An auto racing fan who became one of the sport’s major promoters, Paul Kuhl (May 8, 1927 – July 22, 2014) was a prominent businessman in the poultry equipment industry who really loved the Modified stock cars and during his long tenure at the old Flemington (N.J.) Fair Speedway he did everything that he could to see that the track, the fans and the headline-division Modifieds were all well-served.
Kuhl was the president of the Flemington Fair’s board of directors in 1970 when the Tri-State Modified & Sportsman Car Owners Organization was formed by a group of prominent drivers and car owners who were seeking to get unified car-building rules and more purse money.

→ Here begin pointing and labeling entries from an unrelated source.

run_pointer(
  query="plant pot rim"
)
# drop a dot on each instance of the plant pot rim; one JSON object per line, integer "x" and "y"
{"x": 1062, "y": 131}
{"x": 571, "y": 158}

And, as a result of this, the speedway found itself in a bit of trouble.
In an effort to get things back to where they should be, Kuhl began promoting the races that were taking place on the facility’s then-half-mile dirt track in 1971 and those efforts included making sure that Flemington lived up to its billing as “Modified Country U.S.A.”
Prior to Flemington’s Kuhl era, there was certainly nothing wrong with the Modified races that were held there from the late 1950s throughout the 1960s as they were headlined by such track champions as EMPA Hall of Famers Al Tasnady (1958-1961 & 1963-1966), Jackie McLaughlin (1956, 1957 and 1962) and Frankie Schneider (1969).
But Kuhl made a special attempt to highlight and promote Flemington and the Modifieds to the fullest and in that regard he immediately made the track’s official color purple and used a purple 1971 Dodge Challenger convertible as the pace car. And while that might seem to have been just a simple public-relations move, they are two of the most remembered and recognizable things about the Kuhl years at Flemington.
Kuhl enlarged the track to a 5/8-mile layout in 1972 and the first high-rise bleachers were added to the seating facilities in 1975. Then, after the kidney-shaped 1.5-mile-asphalt Trenton International Speedway at the old New Jersey State Fairgrounds closed due to bankruptcy in 1978, he purchased all of the aluminum bleachers and used them to virtually surround the track. And in 1987 he replaced the infamous wooden guardrail that surrounded “The Square” – the track’s nickname because of its roughly square shape – with a new steel barrier.
Flemington’s covered grandstand along the front straightaway and the midway atmosphere of its fairgrounds location added a great deal to the excitement of its events, and the annual National Dirt Track Championship 200 (1972-1990) was one of the most popular and most competitive events on the Modified circuit.
The track was also considered one of the top venues in dirt-track Modified stock-car racing and it roster of drivers included such EMPA Hall of Famers as Stan Ploski Jr., Billy Osmun, Glenn Fitzcharles, Joe Kelly and Gerald Chamberlain, as well as Billy Pauch Sr., Sammy Beavers, Kenny Brightbill, Ken Brenn Jr. and Jimmy Horton.
But the dirt track’s unique square-shape also led to its downfall as it was located right next to a very busy and developing Route 31 and it was hard to control the dust that was churned up as the cars ran sideways for much of their circuit around the racing surface. So, due to community pressures, Kuhl was forced to pave his speedway for the 1991 season.
Now the focus was on asphalt racing and Kuhl did his best to provide a top-quality weekly show of DIRT/Asphalt Modifieds, NASCAR Tour-style Modifieds and Late Models. Plus, he also brought in the then-new NASCAR Craftsman Truck Series when much of its schedule was run on local short tracks.
Unfortunately, though, things just weren’t the same at Flemington, its land was eventually sold for commercial development and the historic old speedway closed after the 2000 season.
Kuhl also purchased the Bridgeport (N.J.) Speedway in 1989 and he ran Flemington (full member) and Bridgeport (associate member) under DIRT sanction. But he divested himself of the South Jersey 5/8-mile dirt track after the 1992 season and concentrated his efforts on running the Flemington Fair Speedway until the end.